In early 2011, New Jersey passed up on an opportunity to implement an online gambling law because the governor vetoed a bill that had previously been passed by the state Senate and House of Representatives. The bill is now back within the government with an attempt to implement an online lottery. More specifically, the bill is seeking to allow the purchase of state lottery tickets over the Internet.
An Opportunity At Additional Revenue
Every American state that runs a lottery has proven it is a successful method of generating additional revenue. However, at this time lottery tickets are only sold in physical retail outlets. An article on NJ.com discusses the pros and cons of implementing an online lottery. The bill was introduced by Legislator Annette Quijano in the State Assembly. The bill has already been presented to the Assembly Gaming Committee and easily passed.
Terms Of The Bill
The lottery bill will permit New Jersey residents to purchase state lottery tickets through the Internet, email, text messaging, and other electronic channels. The winners would be paid by the lottery commission through direct deposit into their bank accounts.
Opposition From Civil Groups
As with most gambling bills, the opposition has arisen from civil society groups. The group’s primary concern is the purchase of lottery tickets by minors and the potential for an increase in problem gambling. However, the bill offers a variety of built-in measures to counter negative social effects. For instance, payments can only be made through debit cards which would eliminate the potential for purchase without the required funds.
Opposition From Convenience Store Owners
The opposition also originates from convenience store owners that claim they will lose sales of coffee and food from customers that purchase these items while buying lottery tickets. Convenience store owners profit a nickel on lottery tickets but at least a dollar on a cup of coffee.
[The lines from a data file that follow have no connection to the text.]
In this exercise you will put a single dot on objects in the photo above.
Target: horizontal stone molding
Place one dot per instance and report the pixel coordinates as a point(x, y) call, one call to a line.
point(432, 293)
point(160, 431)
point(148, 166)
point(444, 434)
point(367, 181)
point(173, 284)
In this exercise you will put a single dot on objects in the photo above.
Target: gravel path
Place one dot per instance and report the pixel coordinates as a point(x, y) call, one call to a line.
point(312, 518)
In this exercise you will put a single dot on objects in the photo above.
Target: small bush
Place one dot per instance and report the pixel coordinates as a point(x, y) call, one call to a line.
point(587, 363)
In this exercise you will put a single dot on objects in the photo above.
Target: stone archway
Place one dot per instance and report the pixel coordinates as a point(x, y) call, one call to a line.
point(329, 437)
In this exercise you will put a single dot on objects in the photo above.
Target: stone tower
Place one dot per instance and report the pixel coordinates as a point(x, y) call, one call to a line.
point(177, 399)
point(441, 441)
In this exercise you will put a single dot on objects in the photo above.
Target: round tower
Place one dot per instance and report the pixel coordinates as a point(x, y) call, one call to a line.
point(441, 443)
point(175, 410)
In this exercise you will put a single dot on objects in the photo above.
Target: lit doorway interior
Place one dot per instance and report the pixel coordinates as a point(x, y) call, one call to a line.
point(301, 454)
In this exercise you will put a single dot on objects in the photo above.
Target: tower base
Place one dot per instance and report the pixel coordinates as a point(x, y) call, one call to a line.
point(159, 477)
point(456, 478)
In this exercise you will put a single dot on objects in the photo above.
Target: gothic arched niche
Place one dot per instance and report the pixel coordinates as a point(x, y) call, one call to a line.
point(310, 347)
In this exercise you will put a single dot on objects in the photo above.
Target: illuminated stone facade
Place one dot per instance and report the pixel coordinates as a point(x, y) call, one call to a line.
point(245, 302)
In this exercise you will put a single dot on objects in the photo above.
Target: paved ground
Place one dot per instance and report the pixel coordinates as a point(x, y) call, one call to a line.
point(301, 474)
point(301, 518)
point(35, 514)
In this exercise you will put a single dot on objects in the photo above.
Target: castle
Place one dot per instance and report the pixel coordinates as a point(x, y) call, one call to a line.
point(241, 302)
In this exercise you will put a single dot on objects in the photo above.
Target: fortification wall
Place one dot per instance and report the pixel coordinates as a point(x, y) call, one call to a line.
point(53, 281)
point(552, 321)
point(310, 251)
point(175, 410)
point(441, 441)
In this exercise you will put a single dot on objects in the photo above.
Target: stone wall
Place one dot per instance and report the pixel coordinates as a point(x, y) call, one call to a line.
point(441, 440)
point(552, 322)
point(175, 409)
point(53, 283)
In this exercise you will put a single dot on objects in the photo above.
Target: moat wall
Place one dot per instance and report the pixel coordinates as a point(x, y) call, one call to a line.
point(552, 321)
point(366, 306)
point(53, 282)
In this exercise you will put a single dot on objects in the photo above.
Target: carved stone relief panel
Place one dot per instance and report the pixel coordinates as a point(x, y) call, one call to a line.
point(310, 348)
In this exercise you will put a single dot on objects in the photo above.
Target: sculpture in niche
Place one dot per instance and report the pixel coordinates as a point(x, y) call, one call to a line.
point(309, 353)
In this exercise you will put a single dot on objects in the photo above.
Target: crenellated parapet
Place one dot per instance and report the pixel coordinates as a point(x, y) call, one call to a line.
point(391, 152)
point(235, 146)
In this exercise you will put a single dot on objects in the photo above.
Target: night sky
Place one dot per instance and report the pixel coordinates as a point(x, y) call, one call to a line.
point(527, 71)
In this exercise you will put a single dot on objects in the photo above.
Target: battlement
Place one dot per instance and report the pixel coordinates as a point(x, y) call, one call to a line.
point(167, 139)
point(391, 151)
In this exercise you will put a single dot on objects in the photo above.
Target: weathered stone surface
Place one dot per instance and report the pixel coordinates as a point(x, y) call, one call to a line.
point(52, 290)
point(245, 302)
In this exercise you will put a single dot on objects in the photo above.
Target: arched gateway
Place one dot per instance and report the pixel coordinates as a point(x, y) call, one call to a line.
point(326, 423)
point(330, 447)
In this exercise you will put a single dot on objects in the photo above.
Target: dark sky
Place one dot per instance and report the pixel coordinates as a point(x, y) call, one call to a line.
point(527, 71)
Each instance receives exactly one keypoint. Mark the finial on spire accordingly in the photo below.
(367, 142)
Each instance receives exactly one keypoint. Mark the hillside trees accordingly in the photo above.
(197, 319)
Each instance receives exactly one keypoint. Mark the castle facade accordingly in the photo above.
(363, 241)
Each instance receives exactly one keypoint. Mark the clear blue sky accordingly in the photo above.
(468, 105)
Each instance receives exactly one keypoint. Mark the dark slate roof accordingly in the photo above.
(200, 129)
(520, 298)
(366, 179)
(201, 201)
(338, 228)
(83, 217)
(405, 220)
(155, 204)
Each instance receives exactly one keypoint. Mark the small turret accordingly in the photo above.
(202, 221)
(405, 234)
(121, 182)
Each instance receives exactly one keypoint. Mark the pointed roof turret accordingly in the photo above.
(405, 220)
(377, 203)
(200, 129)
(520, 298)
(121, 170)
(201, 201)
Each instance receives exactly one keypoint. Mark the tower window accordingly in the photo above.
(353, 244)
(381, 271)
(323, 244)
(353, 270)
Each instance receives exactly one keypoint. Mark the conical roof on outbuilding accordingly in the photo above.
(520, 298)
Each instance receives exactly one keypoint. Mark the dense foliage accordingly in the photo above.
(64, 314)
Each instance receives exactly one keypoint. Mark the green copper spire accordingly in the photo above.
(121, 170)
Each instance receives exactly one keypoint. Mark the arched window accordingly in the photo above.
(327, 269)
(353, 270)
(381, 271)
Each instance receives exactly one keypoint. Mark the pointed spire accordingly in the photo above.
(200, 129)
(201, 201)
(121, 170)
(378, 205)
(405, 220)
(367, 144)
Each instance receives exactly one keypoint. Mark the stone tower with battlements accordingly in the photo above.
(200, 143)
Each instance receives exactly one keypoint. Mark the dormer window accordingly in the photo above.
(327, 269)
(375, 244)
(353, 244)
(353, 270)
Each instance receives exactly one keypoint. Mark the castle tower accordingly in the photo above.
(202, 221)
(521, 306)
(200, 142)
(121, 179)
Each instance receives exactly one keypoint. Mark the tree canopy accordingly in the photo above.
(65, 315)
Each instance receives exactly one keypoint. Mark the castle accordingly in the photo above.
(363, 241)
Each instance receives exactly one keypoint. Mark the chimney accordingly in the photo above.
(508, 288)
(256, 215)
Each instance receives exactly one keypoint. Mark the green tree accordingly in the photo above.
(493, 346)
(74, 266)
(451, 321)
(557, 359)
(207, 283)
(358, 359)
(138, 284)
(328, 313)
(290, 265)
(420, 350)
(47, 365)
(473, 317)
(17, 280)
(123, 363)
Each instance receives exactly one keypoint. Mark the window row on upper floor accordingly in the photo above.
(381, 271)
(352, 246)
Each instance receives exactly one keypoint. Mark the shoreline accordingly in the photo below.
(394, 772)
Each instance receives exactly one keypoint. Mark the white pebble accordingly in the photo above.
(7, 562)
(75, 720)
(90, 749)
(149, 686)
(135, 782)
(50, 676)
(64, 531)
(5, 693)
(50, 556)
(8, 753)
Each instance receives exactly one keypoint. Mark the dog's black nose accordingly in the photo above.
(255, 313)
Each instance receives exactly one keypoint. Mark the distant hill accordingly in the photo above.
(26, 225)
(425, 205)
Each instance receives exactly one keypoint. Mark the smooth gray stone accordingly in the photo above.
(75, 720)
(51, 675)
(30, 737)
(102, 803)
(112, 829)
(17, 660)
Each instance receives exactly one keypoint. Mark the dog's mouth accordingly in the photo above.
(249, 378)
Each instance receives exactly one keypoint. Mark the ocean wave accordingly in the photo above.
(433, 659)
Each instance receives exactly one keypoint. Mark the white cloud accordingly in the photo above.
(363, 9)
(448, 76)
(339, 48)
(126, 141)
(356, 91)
This opposition has been countered by the measure in the bill that distributes five percent of online sales to lottery retailers to compensate the lost business.
The New Jersey Lottery Commission has not released a statement with regards to this proposal. Commission members are scheduled to meet shortly to discuss the bill. Minnesota started offering online ticket subscriptions in November 2011 and New York and Maryland are considering a similar proposal. The legalization of the sale of online lottery tickets could be the first step toward the complete legalization of online gambling in the future.